T’as encore des émotions Abel. T’es pas mort mon pote alors vis et profite…

Ce shooting est entrain de m’apporter bien plus que ce que j’espérais. Je cherchais juste à me sentir vivant sous le regard d’un objectif mais c’est une palette d’émotions que cette femme fait ressortir en moi. Être vu pour exister afin d’exister pour voir.

Aux alentours de 15h40, la séance se termine au bout de presque quatre heures et c’est fatigué mais serein que je repars car j’ai trouvé ce que j’étais venu chercher.

27 juillet 2017, découverte des clichés.

Nous fixons le rendez-vous devant un petit bar situé dans la galerie marchande d’un grand centre commercial.

Assis autour d’une table basse, Kirsty, Louise et moi commandons un café. Cette nouvelle amie photographe me tend un étui noir peu épais, en carton rigide et au format A4.
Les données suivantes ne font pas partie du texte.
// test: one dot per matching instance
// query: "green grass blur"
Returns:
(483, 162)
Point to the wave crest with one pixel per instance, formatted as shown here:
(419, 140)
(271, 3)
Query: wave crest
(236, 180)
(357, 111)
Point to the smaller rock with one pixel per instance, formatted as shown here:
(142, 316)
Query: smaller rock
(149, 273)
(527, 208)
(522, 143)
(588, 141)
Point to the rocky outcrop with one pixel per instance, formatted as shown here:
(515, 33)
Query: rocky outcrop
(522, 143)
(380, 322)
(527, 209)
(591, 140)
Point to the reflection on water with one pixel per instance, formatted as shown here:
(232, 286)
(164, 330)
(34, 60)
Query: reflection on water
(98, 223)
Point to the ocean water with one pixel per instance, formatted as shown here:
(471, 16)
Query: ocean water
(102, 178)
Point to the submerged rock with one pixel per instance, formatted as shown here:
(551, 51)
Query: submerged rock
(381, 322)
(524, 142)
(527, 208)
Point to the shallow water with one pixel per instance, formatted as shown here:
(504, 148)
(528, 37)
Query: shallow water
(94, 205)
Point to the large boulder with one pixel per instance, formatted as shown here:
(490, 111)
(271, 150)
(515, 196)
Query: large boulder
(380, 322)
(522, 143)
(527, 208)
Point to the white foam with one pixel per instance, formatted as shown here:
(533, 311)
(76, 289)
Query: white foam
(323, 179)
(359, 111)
Des élastiques de couleur dorée maintiennent le couvercle de la boîte en deux coins opposés, qui, après avoir été retiré, laisse apparaître un papier d’emballage noir et très fin. Je le retire très soigneusement et une vague d’émotions me submerge lorsque je découvre le premier instantané. Je rabats le couvercle rapidement en étant très surpris et touché à la fois.

Kirsty marque un petit sourire et me demande :

« Something is wrong ? (Quelque chose ne va pas ?)
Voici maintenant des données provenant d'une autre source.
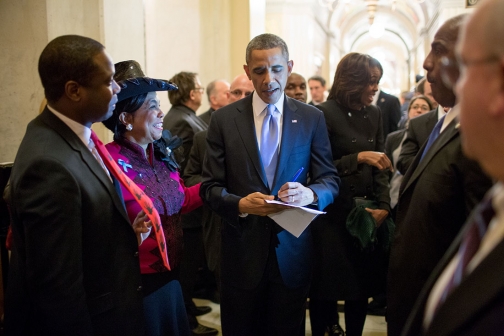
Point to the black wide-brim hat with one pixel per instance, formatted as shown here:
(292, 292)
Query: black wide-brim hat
(133, 82)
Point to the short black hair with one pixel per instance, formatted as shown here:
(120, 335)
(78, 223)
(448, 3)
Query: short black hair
(319, 79)
(352, 78)
(67, 58)
(266, 42)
- No, don’t worry. It’s just that I’m very touched. (Non ne t’inquiète pas. C’est juste que je suis très touché).

- Yesssssssss ! », dit-elle en serrant le poing comme pour marquer une fracassante victoire.

C’est les joues rouges que je parcours des yeux les vingt-cinq clichés sélectionnés sur environ 800 prises de vues réalisées. J’ai le droit de retenir douze photos par rapport au forfait que j’ai choisi mais c’est une décision difficile car elles sont toutes superbes et j’ai le plaisir de contempler un véritable travail d’artiste. Virginie ne m’avait pas menti.

Après avoir, de façon très minutieuse, finalisé mon tri pour ne garder que le dessus du panier, nous prenons une bonne demi-heure pour échanger sur nos vies respectives.

Louise et Kirsty me parlent à tour de rôle de leur parcours professionnel ainsi que de leur vie personnelle. Puis vient mon tour où je fais de même pour ensuite expliquer ce qui m’a conduit à réaliser ce shooting. Mon anglais se mélange à la traduction de Louise lorsque j’aborde ton état de santé et tout ce qui s’est passé depuis trois ans. Toutes deux sont surprises du calme et de l’aplomb dont je fais preuve pour affronter cette situation mais je n’en tire aucune gloire ni aucun mérite. Je leur explique les moments où j’ai failli passer de l’autre côté ainsi que l’acceptation qui m’a conduit à vouloir avancer, ce désir que j’avais de braquer sur moi un regard neuf.

Au moment de l’au revoir, c’est après une étreinte amicale que nous échangeons nos profils sur le réseau social afin de rester en contact, puis c’est le cœur léger que je repars avec mon petit trésor sous le bras plus vivant que jamais.